Les nouveaux cadeaux fiscaux
La Loi de Finances de l’année 2017, promulguée tardivement le 9 juin 2017, a prévu, en matière d’IS, une exonération des sociétés industrielles nouvellement créées, à compter du 1er janvier 2017, pendant 5 ans. Les activités industrielles éligibles à cette exonération, ont été fixées presque une année après, par le décret adopté le 19 juin 2018, publié le 5 juillet 2018. Quels sont les heureux élus ?
Le premier « heureux élu » ou sous-secteur industriel bénéficiaire est constitué des «industries alimentaires», avec 21 filières dont celle de l’industrie de lait et de ses dérivés qui fait actuellement face à une campagne de boycott, ainsi que l’«abattage pour la production des viandes rouges ». S’agit-il dans ce dernier cas d’activité industrielle ? L’abattage est-il une transformation industrielle ? C’est donc le « secteur industriel de la panse » qui est le plus encouragé. A l’image de nos gouvernants qui ne semblent guère conscients de la nécessité de prioriser les secteurs industriels à haute valeur ajoutée, tels que les sous-secteurs des nouvelles technologies ou de l’intelligence artificielle. Les jeunes compétences nationales n’auront ainsi que le choix de la fuite des cerveaux. Deuxième sous-secteur industriel bénéficiaire, avec 15 filières, la « fabrication de machines et équipements», un domaine où le Maroc dépend fortement des importations. L’industrie chimique et la fabrication des produits non métalliques viennent en troisième position avec chacune 12 filières. L’industrie du textile, la fabrication des produits informatiques, électroniques et optiques, ainsi que la fabrication d’équipements électriques, sont toutes les trois en quatrième position, avec 9 filières chacune.
En cinquième position, avec 8 filières chacune, sont prévues les « industries liées aux autres moyens de transport » (autres que l’automobile) et les « activités liées à la réparation et à l’installation de machines et d’équipements aéronautique et naval ».
Que représentent ces exonérations, en termes de manque à gagner fiscal ? Aucune idée. Ce qui est sûr par contre, c’est l’augmentation inévitable des dépenses fiscales (DF) dont l’existence même est souvent contestable et qui se chiffrent déjà à une moyenne annuelle vertigineuse de 34 milliards de DH. Une évaluation qui reste purement budgétaire et dont les méthodes sont scientifiquement discutables.
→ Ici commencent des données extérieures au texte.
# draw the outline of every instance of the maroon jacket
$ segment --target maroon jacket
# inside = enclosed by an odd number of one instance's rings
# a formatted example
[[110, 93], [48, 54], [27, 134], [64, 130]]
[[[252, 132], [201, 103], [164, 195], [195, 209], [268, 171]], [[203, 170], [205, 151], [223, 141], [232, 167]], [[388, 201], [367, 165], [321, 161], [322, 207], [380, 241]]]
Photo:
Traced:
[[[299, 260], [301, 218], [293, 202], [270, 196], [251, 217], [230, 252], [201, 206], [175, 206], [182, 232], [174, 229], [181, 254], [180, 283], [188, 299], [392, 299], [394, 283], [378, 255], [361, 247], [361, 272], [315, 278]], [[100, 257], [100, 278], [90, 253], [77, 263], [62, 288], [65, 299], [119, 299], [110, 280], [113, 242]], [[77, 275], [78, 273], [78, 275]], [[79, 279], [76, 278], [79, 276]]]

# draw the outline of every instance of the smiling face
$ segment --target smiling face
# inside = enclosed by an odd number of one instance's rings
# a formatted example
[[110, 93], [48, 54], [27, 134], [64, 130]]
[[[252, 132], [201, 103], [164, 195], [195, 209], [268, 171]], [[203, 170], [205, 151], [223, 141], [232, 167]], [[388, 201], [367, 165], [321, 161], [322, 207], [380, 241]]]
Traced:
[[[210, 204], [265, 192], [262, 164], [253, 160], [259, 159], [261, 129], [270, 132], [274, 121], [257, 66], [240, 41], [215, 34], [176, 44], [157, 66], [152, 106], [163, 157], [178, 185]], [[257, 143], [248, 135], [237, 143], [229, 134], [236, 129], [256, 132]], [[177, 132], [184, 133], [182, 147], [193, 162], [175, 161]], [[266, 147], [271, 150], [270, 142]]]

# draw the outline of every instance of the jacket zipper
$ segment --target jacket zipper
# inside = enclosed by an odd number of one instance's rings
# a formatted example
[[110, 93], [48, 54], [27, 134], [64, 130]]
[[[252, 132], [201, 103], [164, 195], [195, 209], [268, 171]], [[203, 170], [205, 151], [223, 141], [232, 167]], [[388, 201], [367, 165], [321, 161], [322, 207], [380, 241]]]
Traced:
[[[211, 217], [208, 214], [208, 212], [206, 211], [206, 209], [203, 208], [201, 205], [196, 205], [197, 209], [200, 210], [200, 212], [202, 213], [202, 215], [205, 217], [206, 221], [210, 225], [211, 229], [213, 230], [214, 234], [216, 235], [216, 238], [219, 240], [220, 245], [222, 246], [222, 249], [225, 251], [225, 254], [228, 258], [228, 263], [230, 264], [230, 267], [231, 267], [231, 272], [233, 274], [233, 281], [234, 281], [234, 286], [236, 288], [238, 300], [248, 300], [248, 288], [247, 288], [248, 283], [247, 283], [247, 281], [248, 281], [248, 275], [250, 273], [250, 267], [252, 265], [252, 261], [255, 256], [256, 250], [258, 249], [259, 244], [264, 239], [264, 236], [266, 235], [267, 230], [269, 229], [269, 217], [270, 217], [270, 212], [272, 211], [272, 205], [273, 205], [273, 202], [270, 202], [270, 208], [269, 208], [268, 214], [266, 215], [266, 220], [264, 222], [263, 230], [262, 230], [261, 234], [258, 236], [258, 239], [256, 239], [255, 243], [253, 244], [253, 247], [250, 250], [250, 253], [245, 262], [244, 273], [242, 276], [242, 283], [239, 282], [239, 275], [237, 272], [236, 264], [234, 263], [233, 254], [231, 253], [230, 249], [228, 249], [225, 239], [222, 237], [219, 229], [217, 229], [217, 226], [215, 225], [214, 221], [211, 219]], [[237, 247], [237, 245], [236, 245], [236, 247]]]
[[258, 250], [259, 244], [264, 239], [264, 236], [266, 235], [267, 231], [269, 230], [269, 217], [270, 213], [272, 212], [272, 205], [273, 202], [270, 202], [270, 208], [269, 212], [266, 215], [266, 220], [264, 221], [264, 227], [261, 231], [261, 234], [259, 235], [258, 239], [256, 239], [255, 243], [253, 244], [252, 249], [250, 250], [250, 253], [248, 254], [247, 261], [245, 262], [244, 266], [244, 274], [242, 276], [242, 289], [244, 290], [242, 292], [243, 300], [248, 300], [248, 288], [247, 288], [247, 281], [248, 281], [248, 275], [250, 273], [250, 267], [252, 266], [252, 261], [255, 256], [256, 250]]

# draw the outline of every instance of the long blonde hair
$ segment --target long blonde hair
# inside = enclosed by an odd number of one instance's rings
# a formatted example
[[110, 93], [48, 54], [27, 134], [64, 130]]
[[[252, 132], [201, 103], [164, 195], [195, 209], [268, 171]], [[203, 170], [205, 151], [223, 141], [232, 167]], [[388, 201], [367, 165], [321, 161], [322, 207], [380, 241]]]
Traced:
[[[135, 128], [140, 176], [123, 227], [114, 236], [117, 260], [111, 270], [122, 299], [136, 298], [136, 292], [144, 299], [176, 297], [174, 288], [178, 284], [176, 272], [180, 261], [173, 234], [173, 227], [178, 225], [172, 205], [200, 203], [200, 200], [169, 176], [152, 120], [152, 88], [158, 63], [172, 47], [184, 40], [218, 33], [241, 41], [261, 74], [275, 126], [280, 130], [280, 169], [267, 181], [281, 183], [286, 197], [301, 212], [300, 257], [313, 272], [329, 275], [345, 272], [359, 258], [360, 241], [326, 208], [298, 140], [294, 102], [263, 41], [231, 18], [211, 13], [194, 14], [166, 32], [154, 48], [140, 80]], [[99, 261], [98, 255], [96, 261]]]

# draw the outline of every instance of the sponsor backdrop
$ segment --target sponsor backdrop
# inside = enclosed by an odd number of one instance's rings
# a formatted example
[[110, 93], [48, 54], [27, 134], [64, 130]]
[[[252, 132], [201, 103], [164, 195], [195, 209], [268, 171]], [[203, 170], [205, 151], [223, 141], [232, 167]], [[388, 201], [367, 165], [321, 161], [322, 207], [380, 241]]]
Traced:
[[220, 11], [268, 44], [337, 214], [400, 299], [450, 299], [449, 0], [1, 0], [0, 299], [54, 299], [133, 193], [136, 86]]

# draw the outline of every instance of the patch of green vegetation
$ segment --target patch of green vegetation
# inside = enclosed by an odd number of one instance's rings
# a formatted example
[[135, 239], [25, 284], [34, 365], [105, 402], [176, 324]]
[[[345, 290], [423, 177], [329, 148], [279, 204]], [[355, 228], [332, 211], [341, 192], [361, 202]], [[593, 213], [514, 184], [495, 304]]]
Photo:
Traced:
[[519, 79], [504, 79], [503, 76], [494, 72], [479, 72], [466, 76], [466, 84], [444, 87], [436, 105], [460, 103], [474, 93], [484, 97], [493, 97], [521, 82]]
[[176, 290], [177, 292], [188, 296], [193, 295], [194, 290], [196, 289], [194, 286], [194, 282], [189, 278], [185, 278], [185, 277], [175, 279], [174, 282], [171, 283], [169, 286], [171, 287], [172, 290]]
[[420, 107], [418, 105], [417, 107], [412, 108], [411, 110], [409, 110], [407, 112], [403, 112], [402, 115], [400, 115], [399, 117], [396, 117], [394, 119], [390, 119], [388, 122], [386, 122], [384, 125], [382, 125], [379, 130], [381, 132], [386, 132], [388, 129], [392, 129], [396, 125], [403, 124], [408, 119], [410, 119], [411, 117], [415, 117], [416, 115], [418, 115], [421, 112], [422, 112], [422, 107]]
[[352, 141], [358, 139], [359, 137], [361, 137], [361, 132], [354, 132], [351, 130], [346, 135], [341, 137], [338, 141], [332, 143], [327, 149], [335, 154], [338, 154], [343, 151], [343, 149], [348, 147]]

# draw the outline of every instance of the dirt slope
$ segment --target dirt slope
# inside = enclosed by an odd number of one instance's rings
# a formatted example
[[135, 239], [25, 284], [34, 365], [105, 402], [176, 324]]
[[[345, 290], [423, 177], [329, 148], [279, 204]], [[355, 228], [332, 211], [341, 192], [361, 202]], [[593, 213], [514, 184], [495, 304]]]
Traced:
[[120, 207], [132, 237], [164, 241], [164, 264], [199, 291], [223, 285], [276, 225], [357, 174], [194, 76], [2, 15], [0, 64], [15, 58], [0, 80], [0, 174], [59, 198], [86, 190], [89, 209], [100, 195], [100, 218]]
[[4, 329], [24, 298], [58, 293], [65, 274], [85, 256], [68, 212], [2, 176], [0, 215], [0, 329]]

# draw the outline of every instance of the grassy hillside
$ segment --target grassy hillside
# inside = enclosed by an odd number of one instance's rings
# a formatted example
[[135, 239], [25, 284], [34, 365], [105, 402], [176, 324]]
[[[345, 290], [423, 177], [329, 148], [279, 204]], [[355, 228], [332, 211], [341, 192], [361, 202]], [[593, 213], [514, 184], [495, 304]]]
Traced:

Ainsi, dans le rapport des DF de l’année 2017, 309 mesures fiscales dérogatoires ont été évaluées budgétairement, sur 418 mesures fiscales dérogatoires recensées, soit presque 74% du total desdites mesures recensées. Entre 2016 et 2017, les DF sont passées de 32 423 millions de DH à 33 421 millions de DH, soit une hausse de 3,1%. D’après le même rapport, le montant des DF afférentes à l’IS, correspondant à 66 mesures évaluées sur 99 mesures fiscales dérogatoires recensées, aurait connu une baisse de moins 12%, passant de 5 150 millions de DH à 4 533 millions de DH, pour un montant total des DF de 33 421 millions de DH. A elles seules, les DF spécifiques aux industries alimentaires ont atteint, en 2017, 2307 millions de DH, soit 6,9% du total des DF, pour la même année, et 50,89% des DF relatives à l’IS.
Ainsi, le montant des DF afférentes à l’IS devra inévitablement connaître une hausse, en fonction des créations d’entreprises relevant des sous-secteurs bénéficiaires dont la liste a été fixée par décret (Voir tableau 1).
Indirectement, les « nouveaux cadeaux fiscaux» vont aussi certainement inciter les entreprises industrielles individuelles qui n’ont pas adopté la forme de société, et qui donc ne relèvent pas de l’IS, à se transformer juridiquement en personnes morales assujetties à l’IS. Mais cette transformation juridique sera-t-elle considérée fiscalement comme une nouvelle création donnant droit au bénéfice de l’exonération totale temporaire de 5 ans ? La réponse devrait être, en principe, favorable si l’intention officielle est de contribuer à la création d’un environnement favorable à l’évolution et à la mutation du tissu économique.
Pendant ce temps, l’évaluation autre que budgétaire, c’est-à-dire devant permettre d’apprécier la pertinence et l’impact socio-économique des dérogations fiscales, devra attendre.